Au moment où les doutes ont commencé à planer sur les perspectives de croissance du secteur de l’outsourcing au Maroc, nous avons pris langue avec le président de l’Association Marocaine de la Relation Client (AMRC), Youssef Chraïbi, également PDG d’Outsourcia, qui a bien voulu se prêter au jeu des questions-réponses.
Dans cet entretien, le PDG d’Outsourcia rassure à propos de l’avenir du secteur en assurant qu’il va continuer à créer quelques milliers d’emplois chaque année et également des revenus à l’export. Tout en admettant que le contexte de crise que traverse l’Europe actuellement n’a pas totalement épargné ce secteur, le président de l’AMRC affirme qu’à moyen et long termes, la recherche d’économies devrait favoriser la migration de certaines opérations vers l’offshore et en particulier vers le Maroc.
Libération : Votre secteur est passé d’une croissance de 17% en 2011 à 10% en 2012 et envisage 5% pour l’exercice en cours. Quelles sont les raisons de cette baisse ? Peut-on parler d’une activité en déclin ?
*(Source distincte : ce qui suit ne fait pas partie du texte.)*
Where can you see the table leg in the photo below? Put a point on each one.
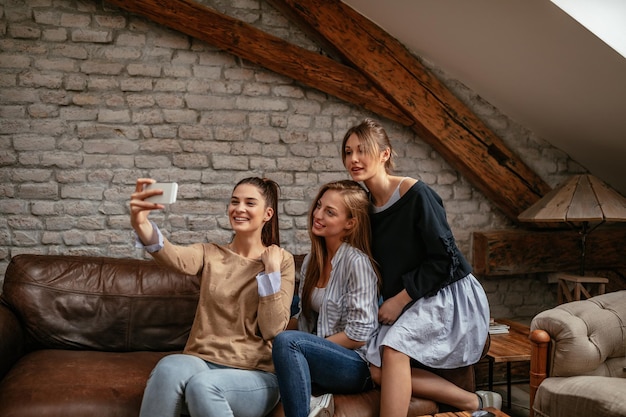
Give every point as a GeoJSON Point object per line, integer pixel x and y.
{"type": "Point", "coordinates": [508, 384]}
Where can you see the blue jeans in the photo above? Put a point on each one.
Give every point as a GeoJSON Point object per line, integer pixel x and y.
{"type": "Point", "coordinates": [186, 383]}
{"type": "Point", "coordinates": [304, 360]}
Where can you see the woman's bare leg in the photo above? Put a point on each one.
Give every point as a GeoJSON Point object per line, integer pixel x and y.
{"type": "Point", "coordinates": [426, 384]}
{"type": "Point", "coordinates": [395, 384]}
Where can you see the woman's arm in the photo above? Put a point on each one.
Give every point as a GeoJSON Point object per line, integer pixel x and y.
{"type": "Point", "coordinates": [360, 303]}
{"type": "Point", "coordinates": [274, 310]}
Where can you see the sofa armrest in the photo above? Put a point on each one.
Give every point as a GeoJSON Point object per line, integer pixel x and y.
{"type": "Point", "coordinates": [12, 346]}
{"type": "Point", "coordinates": [539, 340]}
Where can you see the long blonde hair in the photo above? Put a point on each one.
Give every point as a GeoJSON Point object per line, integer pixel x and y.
{"type": "Point", "coordinates": [356, 203]}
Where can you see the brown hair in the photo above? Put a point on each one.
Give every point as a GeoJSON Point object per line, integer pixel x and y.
{"type": "Point", "coordinates": [356, 203]}
{"type": "Point", "coordinates": [269, 190]}
{"type": "Point", "coordinates": [374, 139]}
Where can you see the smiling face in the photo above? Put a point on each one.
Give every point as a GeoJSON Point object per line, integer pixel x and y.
{"type": "Point", "coordinates": [361, 164]}
{"type": "Point", "coordinates": [247, 211]}
{"type": "Point", "coordinates": [329, 218]}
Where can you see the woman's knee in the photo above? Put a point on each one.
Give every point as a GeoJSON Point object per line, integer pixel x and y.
{"type": "Point", "coordinates": [376, 374]}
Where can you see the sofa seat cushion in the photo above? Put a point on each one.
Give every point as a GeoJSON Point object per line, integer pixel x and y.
{"type": "Point", "coordinates": [66, 383]}
{"type": "Point", "coordinates": [597, 396]}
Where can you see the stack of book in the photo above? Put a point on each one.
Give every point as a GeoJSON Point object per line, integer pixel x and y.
{"type": "Point", "coordinates": [497, 328]}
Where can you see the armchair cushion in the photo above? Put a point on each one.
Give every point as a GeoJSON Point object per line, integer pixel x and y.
{"type": "Point", "coordinates": [581, 396]}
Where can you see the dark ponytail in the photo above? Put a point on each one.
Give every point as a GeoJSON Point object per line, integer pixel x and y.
{"type": "Point", "coordinates": [269, 190]}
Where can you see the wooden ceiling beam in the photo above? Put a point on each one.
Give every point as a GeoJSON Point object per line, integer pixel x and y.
{"type": "Point", "coordinates": [273, 53]}
{"type": "Point", "coordinates": [439, 117]}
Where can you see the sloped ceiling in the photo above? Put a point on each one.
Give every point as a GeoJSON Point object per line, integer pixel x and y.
{"type": "Point", "coordinates": [530, 60]}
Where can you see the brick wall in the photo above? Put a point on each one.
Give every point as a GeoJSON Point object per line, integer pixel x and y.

Youssef Chraïbi : Nous ne pouvons absolument pas parler de déclin. il s’agit d’un fort ralentissement de la croissance, comme on peut l’observer dans tout secteur qui se structure et entre en phase de maturité. Nous ne pouvions maintenir éternellement un rythme de croissance supérieur à 15%. Rapellons que le secteur n’employait que 3 000 personnes en 2005 contre plus de 45 000 en 2012. Malgré ce ralentissement, nous allons continuer à créer quelques milliers d’emplois chaque année et des revenus à l’export substantiels (6e poste d’apport de devises pour le Maroc). Il est vrai néanmoins, que le contexte de crise que traverse l’Europe actuellement n’a pas totalement épargné notre secteur notamment concernant les donneurs d’ordre qui avaient déjà fait le choix de l’offshore, et dont la baisse d’activité impacte donc également cette activité en offshore.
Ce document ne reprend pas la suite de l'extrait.